BERLIN (AP) — The eurozone failed to reduce its government debt in the third quarter of last year, as meager growth offset efforts by several of the bloc's 17 nations to improve their finances by cutting spending and raising taxes, according to official data released Wednesday.
The countries' total government debt relative to their annual economic output was barely changed at 90 percent of gross domestic product in the third quarter of 2012 compared with 89.9 percent for three months earlier, the EU's statistics office Eurostat reported.
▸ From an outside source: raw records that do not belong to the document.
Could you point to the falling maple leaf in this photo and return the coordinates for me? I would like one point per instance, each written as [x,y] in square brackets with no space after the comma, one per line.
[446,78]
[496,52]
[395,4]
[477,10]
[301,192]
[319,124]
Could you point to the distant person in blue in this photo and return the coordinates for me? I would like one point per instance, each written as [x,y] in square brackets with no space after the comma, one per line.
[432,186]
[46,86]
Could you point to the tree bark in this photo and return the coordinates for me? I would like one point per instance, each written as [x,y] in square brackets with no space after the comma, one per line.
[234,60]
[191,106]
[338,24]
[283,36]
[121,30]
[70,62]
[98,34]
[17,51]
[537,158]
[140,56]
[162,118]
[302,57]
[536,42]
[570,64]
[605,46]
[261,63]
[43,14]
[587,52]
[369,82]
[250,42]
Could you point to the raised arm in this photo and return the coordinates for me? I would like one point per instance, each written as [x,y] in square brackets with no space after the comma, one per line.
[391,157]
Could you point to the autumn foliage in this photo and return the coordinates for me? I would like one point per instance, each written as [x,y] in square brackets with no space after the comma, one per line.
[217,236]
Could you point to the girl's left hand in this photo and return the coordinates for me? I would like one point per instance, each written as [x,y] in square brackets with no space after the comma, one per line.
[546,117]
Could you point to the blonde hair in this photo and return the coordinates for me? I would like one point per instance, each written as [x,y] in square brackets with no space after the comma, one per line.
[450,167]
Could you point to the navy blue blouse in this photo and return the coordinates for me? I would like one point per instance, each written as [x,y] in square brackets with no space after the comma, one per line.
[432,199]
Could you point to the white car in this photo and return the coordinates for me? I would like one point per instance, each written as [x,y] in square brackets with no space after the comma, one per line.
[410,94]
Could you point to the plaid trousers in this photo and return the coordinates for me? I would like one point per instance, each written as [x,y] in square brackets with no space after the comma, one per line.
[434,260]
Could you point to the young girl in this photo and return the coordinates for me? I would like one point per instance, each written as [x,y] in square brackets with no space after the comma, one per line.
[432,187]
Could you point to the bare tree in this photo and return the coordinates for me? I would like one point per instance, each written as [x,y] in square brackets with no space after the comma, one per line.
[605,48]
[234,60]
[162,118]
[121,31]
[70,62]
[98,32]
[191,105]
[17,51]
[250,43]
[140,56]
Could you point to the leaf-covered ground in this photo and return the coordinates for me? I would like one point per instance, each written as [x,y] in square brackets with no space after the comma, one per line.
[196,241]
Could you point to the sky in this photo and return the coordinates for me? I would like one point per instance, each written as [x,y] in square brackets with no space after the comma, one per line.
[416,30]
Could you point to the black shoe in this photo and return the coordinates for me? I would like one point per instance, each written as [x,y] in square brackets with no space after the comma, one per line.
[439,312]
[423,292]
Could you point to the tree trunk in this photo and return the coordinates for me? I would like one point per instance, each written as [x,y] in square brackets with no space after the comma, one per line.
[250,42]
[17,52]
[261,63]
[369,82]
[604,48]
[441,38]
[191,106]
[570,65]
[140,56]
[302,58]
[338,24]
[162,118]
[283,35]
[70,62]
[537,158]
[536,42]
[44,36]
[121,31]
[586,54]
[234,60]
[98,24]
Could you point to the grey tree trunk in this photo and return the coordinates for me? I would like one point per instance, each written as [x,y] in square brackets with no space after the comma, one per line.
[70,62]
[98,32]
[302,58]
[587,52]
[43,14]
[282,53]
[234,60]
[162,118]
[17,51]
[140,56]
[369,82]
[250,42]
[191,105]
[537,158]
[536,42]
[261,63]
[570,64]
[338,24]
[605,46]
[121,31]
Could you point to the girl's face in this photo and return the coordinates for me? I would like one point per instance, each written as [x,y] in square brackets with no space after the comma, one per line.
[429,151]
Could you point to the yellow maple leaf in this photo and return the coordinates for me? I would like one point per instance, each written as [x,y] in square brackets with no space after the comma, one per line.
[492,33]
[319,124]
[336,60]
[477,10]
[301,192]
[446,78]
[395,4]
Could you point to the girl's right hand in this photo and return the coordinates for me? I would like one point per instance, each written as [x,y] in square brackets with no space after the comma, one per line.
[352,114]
It was up from 86.8 percent of GDP a year earlier.
"The cause behind the slight increase is no longer a growing debt pile, but a shrinking gross domestic product," said Ulrich Kater, an economist with Germany's DekaBank.
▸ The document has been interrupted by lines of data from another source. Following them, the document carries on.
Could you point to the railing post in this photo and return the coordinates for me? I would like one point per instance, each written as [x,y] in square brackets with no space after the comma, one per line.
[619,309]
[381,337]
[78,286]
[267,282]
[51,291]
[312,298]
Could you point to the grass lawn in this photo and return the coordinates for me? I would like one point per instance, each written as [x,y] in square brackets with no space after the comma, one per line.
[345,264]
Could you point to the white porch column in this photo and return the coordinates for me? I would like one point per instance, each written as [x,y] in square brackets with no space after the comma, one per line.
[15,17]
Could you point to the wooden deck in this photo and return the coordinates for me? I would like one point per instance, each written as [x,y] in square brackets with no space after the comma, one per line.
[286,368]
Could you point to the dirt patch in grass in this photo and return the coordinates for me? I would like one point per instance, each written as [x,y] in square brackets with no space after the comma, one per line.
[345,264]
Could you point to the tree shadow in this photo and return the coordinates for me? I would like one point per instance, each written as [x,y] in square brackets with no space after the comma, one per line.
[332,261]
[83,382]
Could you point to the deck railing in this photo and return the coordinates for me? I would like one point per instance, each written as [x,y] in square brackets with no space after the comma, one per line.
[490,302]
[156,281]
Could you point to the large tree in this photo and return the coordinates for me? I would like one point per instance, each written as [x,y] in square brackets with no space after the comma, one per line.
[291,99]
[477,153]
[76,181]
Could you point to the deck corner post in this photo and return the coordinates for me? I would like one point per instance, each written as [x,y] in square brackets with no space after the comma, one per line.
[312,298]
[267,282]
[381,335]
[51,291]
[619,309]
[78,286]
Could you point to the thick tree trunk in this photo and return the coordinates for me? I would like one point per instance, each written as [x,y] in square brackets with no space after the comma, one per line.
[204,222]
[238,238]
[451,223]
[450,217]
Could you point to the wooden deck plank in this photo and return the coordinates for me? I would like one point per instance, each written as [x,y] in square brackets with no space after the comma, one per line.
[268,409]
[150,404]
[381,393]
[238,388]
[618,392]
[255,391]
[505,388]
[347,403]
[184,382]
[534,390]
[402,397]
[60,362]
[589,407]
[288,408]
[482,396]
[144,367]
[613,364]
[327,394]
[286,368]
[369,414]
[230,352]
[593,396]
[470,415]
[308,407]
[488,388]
"It is positive news that the trend of increasing debt, which began with the financial crisis five years ago, has been stopped," he added.
But shrinking economies make it difficult for eurozone countries to get debt levels under control despite pushing through harsh spending cuts and reforms because shrinking output makes the value of a country's debt as a proportion of the size of its economy worse.
The International Monetary Fund, meanwhile, downgraded its growth forecast for the eurozone Wednesday from 0.1 percent to a minus 0.2 percent contraction, warning that the eurozone "continues to pose a large downside risk to the global outlook."
Given the bleak economic outlook, "one has to be prepared that the debt level in the eurozone will rise further," said analyst Christoph Weil of Germany's Commerzbank.
More than three years after Europe's debt crisis started in Greece, the eurozone only registers very meager growth, with seven member countries still in recession —Spain, Italy, Greece, Cyprus, Portugal, Slovenia, and Finland — according to Eurostat.
Government debt across the entire 27-nation EU totaled 85.1 percent at the end of September, compared with 85 percent in June, according to Eurostat. The European debt levels compare to about 110 percent in the United States, 88 percent in Canada, or 240 percent in Japan, according to IMF data.